Indeed, it’s fair to say that Smith’s life is not particularly interesting. He enjoyed a long period as a successful academic, then a stint as a private tutor, then a government customs official. In each capacity he dispensed his duties with great attention and unimpeachable responsibility. He never married, remained devoted to his mother throughout his life, and was temperate in his habits and lifestyle.
As for Smith’s idiosyncrasies—absent-mindedness, some social awkwardness—they were of the gently eccentric sort and generally a source of bemusement rather than condemnation among his contemporaries (though the famously acerbic Samuel Johnson found Smith “dull” and “disagreeable”). Moreover, Smith was carefully circumspect in his more radical beliefs—he was very likely an atheist—and generally avoided the controversy that sometimes surrounded his close friend and mentor, David Hume.
What to do then with this quiet and humble man who composed two seminal works of philosophy—Theory of Moral Sentiments and The Wealth of Nations (as it is generally known)?
Though the Phillipson’s biography pays much attention to the external facts of Smith’s life, relatively unremarkable as they are, its real focus is the life of the mind: “[because] Smith is to be found in his published and unpublished texts, this means that his biography must be, first and foremost, an intellectual biography, one which traces the development of his mind and character through the making of those texts.”
The aim, in other words, is to trace the development of Smith’s thought from his schoolboy days to the unfinished work on aesthetics that preoccupied him in his last years. This aim necessarily entails conjecture, at times. For example, though some of the texts Smith read as a student in the grammar school of Kirkcaldy, where he spent his boyhood, are preserved, the full extent of his reading matter is unknown. Phillipson speculates that, under the aegis of the school’s reforming schoolmaster David Miller, Smith would have been exposed to the work of classical moralists such as Epictetus and Cicero as well as contemporary publications such as Addison and Steele’s Spectator magazine.
The biography finds itself on firmer ground as it examines the curriculum and changes in university culture at Glasgow University, where Smith continued his academic life after leaving Kirkcaldy. Academic controversy and trends in intellectual fashion may not be the most exciting subject matter for some, but Phillipson is adept at guiding the reader through the milieu in which Smith spent his formative years and which provided the foundation for his lifelong interests and the work born of them.
From Glasgow Phillipson follows Smith to Oxford where he encountered Hume, whose influence was of the utmost significance in Smith’s life: “David Hume was to be the decisive event in [Smith’s] development.” Indeed, Phillipson maintains throughout the volume that specter of Hume’s philosophy hovers over all of Smith’s work, even when it seems most at odds with the arguments of the older man.

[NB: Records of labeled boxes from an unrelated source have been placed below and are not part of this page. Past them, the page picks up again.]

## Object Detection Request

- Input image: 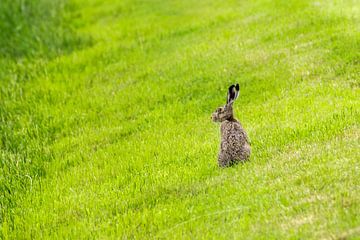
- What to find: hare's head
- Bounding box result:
[211,84,240,122]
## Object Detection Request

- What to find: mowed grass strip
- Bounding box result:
[0,0,360,239]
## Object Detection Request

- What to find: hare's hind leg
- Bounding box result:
[218,152,230,167]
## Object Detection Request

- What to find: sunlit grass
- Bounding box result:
[0,0,360,239]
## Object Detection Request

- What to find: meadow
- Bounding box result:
[0,0,360,239]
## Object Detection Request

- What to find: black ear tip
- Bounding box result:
[229,84,235,92]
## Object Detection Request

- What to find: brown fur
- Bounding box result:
[212,84,251,167]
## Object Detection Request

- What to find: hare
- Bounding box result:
[212,84,251,167]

This is not to say, though, that Hume was the sole influence on Smith. Phillipson does an admirable job of placing Smith and his thinking in the context of ever-expanding concentric circles of interest and influence: Scottish educational culture; British academia; European Enlightenment thought. In his intellectual predilections and ambitions Smith was very much a man of his time and in a very real sense Phillipson’s biography is as much a portrait of European social theory in the 18th century as it is a study of Smith.
At the same time, by placing Smith in that context Phillipson is able to establish a convincing consistency between Smith’s thinking as it appears in Theory of Moral Sentiments and The Wealth of Nations–two works that scholars have often seen as at odds with one another in their depictions of human nature and the underpinnings of society. And while The Wealth of Nations clearly enjoys greater present-day esteem—it is widely regarded as the first work of modern economic theory—it participates in a larger “science of man” that preoccupied Smith, Hume, and many of their contemporaries.
For scholars and readers interested in Smith and his work Adam Smith: An Enlightened Life should prove a very valuable resource. For more general audiences there is much to appreciate here—fine prose, erudite consideration of Enlightenment thought, and a consistently engaging narrative spun from less than copious materials.